During his five years as Chief Inspector, Hardwick says he grew to know the prison system “better than anyone”. He said:
“The most intimate details of prison life are exposed to you – you smell and see and feel it. You find out about how prisoners eat, sleep, wash, use the toilet. You know about their illnesses. You hear stories of cruelty, sorrow and despair but also some of staff and prisoner kindnesses; of hope and redemption.”

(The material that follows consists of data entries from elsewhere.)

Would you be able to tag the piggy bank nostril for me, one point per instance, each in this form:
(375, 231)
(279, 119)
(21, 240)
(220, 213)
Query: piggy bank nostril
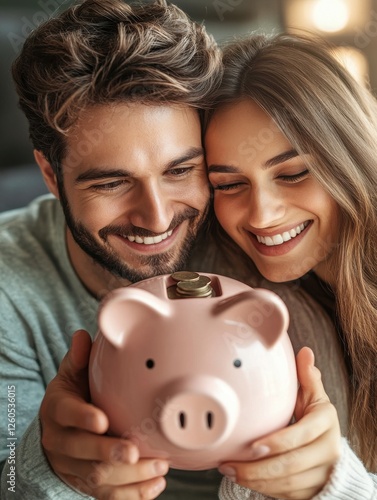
(210, 417)
(182, 419)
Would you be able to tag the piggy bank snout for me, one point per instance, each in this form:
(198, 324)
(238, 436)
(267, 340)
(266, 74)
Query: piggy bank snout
(199, 413)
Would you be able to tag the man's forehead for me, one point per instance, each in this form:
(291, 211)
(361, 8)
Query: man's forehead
(124, 135)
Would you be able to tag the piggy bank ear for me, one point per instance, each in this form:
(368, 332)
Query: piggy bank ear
(125, 310)
(258, 309)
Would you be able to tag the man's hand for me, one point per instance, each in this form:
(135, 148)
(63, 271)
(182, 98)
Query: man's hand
(73, 440)
(295, 462)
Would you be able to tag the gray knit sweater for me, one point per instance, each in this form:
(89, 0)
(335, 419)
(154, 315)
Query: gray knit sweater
(43, 302)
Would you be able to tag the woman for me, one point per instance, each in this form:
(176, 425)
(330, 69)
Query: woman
(291, 151)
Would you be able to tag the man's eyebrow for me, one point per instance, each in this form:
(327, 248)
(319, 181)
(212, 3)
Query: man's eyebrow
(98, 173)
(189, 155)
(281, 158)
(223, 169)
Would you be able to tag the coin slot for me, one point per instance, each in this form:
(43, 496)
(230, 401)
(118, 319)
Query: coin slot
(149, 363)
(182, 419)
(210, 419)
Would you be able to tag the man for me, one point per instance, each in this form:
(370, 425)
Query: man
(113, 95)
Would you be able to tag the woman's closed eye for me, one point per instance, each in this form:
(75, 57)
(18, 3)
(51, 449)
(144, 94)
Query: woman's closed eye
(294, 177)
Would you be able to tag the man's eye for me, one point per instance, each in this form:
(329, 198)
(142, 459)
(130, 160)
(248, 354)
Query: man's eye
(108, 186)
(180, 171)
(226, 187)
(294, 178)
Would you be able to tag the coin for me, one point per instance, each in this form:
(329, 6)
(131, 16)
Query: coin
(199, 288)
(185, 276)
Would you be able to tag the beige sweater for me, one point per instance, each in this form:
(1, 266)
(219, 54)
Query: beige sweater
(309, 326)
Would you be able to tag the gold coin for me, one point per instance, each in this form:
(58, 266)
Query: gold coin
(199, 288)
(185, 276)
(200, 284)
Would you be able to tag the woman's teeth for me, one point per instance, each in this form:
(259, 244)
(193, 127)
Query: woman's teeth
(150, 240)
(278, 239)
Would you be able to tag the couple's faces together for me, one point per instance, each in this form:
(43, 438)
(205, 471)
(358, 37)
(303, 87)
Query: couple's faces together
(135, 191)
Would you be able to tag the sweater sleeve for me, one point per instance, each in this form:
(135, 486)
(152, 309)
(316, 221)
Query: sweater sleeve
(28, 474)
(349, 481)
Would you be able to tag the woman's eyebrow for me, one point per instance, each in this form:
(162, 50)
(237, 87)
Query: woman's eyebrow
(281, 158)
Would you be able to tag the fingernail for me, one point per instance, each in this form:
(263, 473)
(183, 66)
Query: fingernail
(259, 451)
(229, 472)
(124, 452)
(161, 468)
(158, 486)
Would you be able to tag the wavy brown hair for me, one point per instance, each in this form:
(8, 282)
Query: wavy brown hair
(106, 51)
(323, 112)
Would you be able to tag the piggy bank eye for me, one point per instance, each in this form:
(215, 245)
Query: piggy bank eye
(149, 363)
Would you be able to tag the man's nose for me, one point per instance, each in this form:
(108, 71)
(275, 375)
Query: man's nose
(266, 208)
(151, 208)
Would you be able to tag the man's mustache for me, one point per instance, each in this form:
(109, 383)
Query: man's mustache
(131, 230)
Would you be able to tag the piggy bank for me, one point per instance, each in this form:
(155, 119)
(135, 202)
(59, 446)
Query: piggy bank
(193, 368)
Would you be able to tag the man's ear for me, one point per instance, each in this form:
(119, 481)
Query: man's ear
(47, 173)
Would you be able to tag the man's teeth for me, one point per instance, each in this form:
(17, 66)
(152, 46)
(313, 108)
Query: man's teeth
(150, 240)
(278, 239)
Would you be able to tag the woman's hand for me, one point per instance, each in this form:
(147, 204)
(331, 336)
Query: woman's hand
(295, 463)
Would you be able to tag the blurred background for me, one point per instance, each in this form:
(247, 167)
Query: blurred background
(351, 25)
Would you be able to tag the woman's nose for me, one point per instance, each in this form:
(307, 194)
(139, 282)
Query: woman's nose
(266, 208)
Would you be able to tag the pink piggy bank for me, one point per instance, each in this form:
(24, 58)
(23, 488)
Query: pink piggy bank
(193, 367)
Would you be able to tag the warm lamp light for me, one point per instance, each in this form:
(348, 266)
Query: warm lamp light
(354, 61)
(330, 15)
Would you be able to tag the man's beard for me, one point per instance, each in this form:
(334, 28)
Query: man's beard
(162, 263)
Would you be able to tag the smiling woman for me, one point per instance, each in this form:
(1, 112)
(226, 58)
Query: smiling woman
(291, 149)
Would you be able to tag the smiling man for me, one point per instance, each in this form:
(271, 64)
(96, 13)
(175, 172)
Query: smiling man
(114, 96)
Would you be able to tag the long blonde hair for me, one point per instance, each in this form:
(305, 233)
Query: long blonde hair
(323, 112)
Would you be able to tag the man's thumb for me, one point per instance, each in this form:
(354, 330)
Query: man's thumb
(78, 355)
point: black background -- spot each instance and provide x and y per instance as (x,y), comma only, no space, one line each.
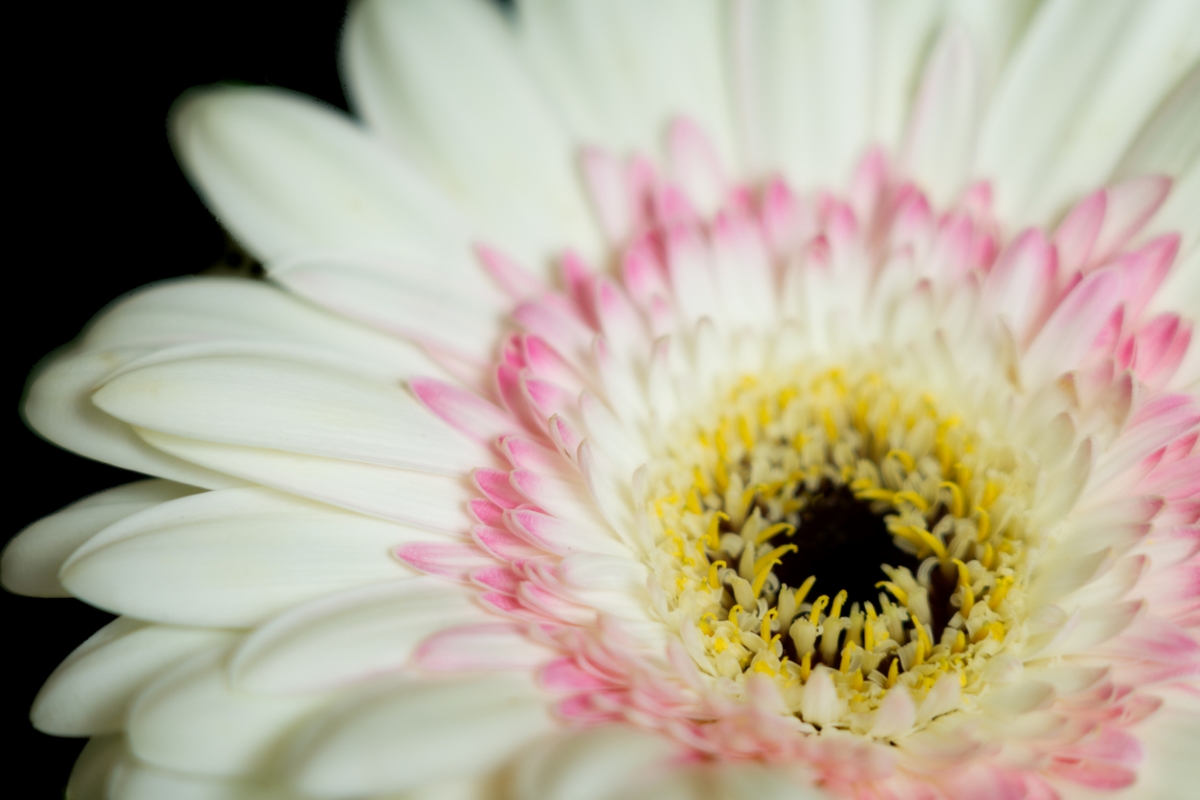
(102,209)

Hardwick said he and his team applied four “healthy prison tests” during an inspection - safety, respect, purposeful activity and resettlement. He witnessed a decline in all areas, with the amount of times prisoners spent out of their cells and engaged in ‘purposeful activity’ seeing the steepest fall.

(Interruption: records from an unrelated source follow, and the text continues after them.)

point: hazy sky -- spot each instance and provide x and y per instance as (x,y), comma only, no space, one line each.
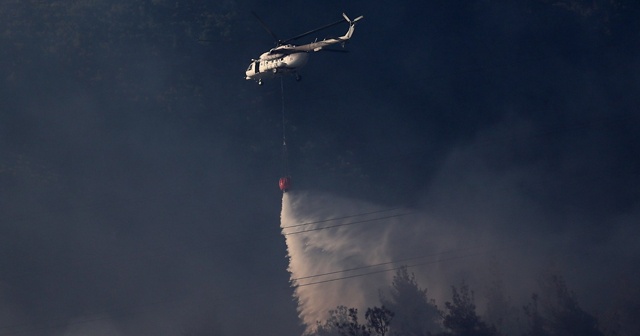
(138,169)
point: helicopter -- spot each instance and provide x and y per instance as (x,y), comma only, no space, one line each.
(288,58)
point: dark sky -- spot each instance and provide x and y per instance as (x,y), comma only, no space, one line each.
(138,169)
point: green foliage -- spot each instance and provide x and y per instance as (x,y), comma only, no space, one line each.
(562,314)
(378,320)
(415,313)
(461,318)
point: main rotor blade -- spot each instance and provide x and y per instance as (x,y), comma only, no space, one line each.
(264,25)
(312,31)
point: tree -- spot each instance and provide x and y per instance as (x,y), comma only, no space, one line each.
(461,318)
(414,313)
(352,327)
(378,320)
(331,327)
(343,321)
(562,314)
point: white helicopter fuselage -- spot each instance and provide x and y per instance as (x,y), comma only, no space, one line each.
(271,64)
(289,58)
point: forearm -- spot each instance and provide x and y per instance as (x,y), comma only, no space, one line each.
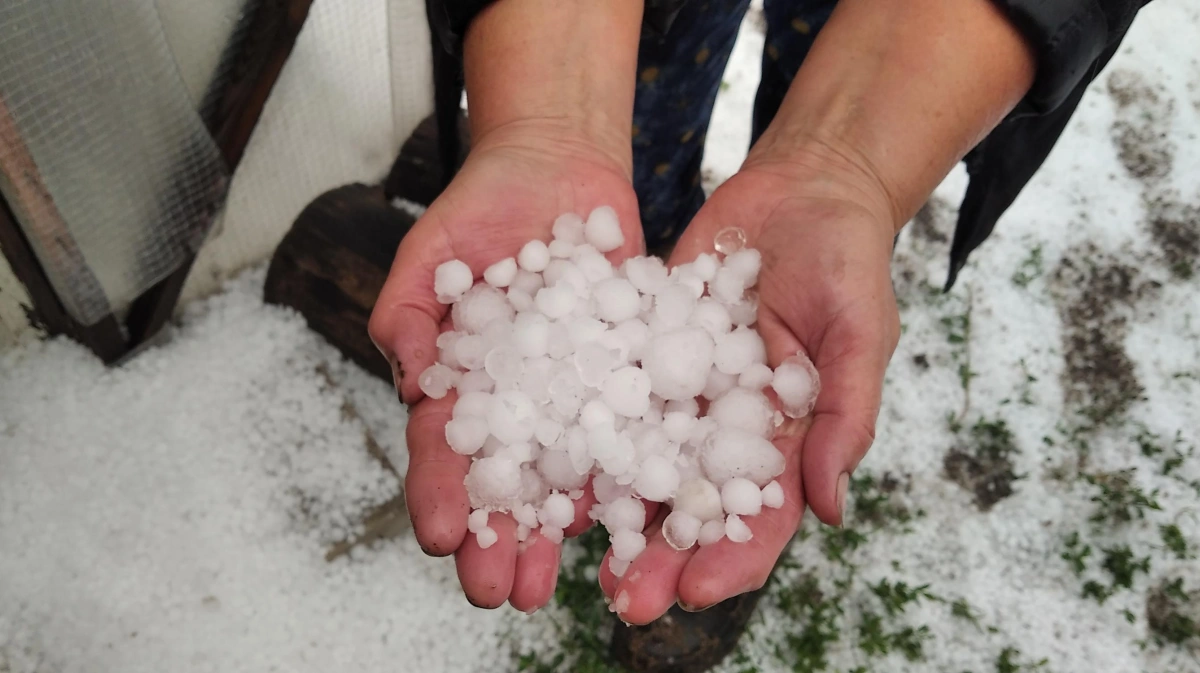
(568,64)
(900,91)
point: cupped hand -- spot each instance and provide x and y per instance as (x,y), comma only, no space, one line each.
(514,184)
(825,289)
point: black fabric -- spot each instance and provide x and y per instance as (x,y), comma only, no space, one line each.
(1072,38)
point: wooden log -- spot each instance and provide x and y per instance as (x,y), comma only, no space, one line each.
(333,263)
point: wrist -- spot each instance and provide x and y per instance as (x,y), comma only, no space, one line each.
(546,71)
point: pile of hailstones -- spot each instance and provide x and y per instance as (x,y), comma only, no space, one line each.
(570,368)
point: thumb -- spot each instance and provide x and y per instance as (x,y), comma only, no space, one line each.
(851,366)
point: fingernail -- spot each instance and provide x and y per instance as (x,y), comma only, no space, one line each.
(843,486)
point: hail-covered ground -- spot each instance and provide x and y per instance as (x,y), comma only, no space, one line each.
(229,500)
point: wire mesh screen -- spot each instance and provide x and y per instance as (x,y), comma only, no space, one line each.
(105,160)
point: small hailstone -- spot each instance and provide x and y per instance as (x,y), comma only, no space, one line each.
(673,305)
(501,274)
(727,286)
(718,384)
(756,377)
(747,409)
(700,499)
(493,482)
(616,300)
(745,263)
(557,511)
(797,385)
(627,391)
(534,257)
(711,316)
(711,533)
(730,240)
(477,521)
(773,496)
(568,228)
(436,380)
(681,530)
(485,538)
(737,529)
(553,535)
(658,480)
(558,472)
(451,280)
(741,497)
(603,229)
(556,301)
(738,349)
(678,426)
(730,454)
(627,544)
(678,362)
(513,416)
(625,512)
(647,274)
(466,434)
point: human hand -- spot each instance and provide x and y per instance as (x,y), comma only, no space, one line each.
(825,230)
(515,182)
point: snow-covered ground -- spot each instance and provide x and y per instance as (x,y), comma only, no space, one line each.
(175,514)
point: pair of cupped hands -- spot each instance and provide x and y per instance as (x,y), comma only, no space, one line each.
(825,232)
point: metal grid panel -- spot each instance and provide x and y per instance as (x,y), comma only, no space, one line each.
(109,167)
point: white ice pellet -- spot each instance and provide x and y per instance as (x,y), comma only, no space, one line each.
(556,301)
(627,391)
(625,512)
(700,498)
(737,529)
(466,434)
(451,280)
(747,409)
(756,377)
(501,274)
(681,530)
(711,316)
(741,497)
(797,385)
(436,380)
(738,349)
(493,482)
(603,229)
(486,536)
(534,257)
(711,533)
(477,521)
(627,544)
(773,496)
(513,416)
(557,511)
(616,300)
(658,479)
(678,362)
(730,454)
(568,228)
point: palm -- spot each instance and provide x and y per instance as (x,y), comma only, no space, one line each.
(823,289)
(508,192)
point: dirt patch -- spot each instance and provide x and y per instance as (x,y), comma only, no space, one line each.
(1096,296)
(982,463)
(1144,114)
(1175,228)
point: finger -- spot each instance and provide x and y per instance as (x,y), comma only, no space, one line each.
(433,487)
(651,584)
(487,575)
(726,569)
(537,572)
(851,364)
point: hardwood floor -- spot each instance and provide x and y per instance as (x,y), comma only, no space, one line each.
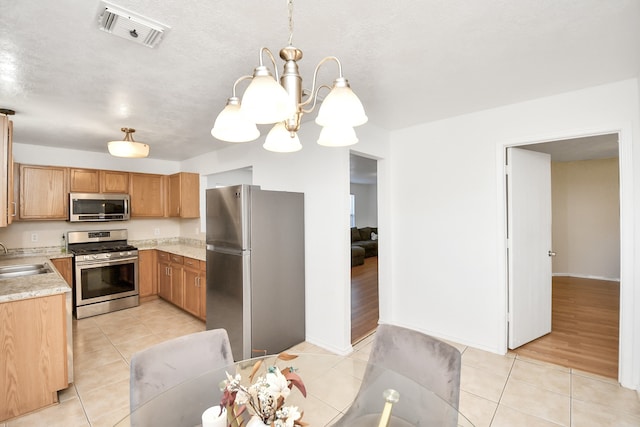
(364,299)
(584,327)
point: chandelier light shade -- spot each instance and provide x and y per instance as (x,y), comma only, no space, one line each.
(341,107)
(265,101)
(233,126)
(280,140)
(128,147)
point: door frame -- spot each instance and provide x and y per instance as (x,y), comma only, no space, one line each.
(628,366)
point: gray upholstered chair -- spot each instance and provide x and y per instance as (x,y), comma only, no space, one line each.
(172,362)
(424,370)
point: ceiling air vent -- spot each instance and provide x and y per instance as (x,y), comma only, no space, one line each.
(129,25)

Hardwick said there was a disconnection between how the media represent prisons and the reality of conditions inside. He contrasted claims from a Daily Express article that prisoners were “playing the system” to win “once unthinkable luxuries” with photographs of cramped and dirty cells and prison grounds and statistics showing increases in self-harm, suicide and assault.
“I didn’t find any holiday camps in my visits of prisons,” he said. “My perception was that even a short period of imprisonment in the best run prison was a very severe punishment indeed.”
A deterioration in security coincided with a fall in prison staff – numbers declined by 20% from March 2010 to December 2014. But with “no realistic prospect” of money to employ new staff, Hardwick said the government should think of more creative ways to punish, including using technological monitoring, community sentences, release on temporary licence and home leave.
“We should get away from the idea that the only way we can measure the seriousness of an offence is by the length of time the offender spends being bars,” Hardwick said.
Hardwick’s analysis showed that the age of the institution and the degree of overcrowding made a “small difference” to its performance on inspection, but the most decisive factors were the aptitude and stability of the prison’s leadership team. In this respect, giving governors greater freedom, as has been proposed by Michael Gove, is “crucial”, he said.
“It seems that Ministers have reacted to each critical [newspaper] headline with a new set of instructions for the prison sector,” he said. “If you want to give governors more autonomy you need to lay off. There has to be some sort of understanding of when ministers should be leaving things to be determined at a local level.”
Forthcoming prison reforms, he said, should take as their guide the revised Nelson Mandela Rules, adopted by the UN in December 2015 as the minimum standard treatment for people in detention.
“[The rules are] the most important development in prison conditions worldwide for half a century”, he said. “They send a powerful statement of what prison is for and […] the principles around which a consensus of reform can be organised.”
Hardwick said that he was proud of being part of an inspectorate that had been a “key driver for change”, securing a promise of “real change for the better” in the prison system of England and Wales.
“It is possible to have a prison system by which we’d be happy to have our society judged and measured; one that treats staff and prisoners in dignity, and that becomes unthinkable to reverse,” he said.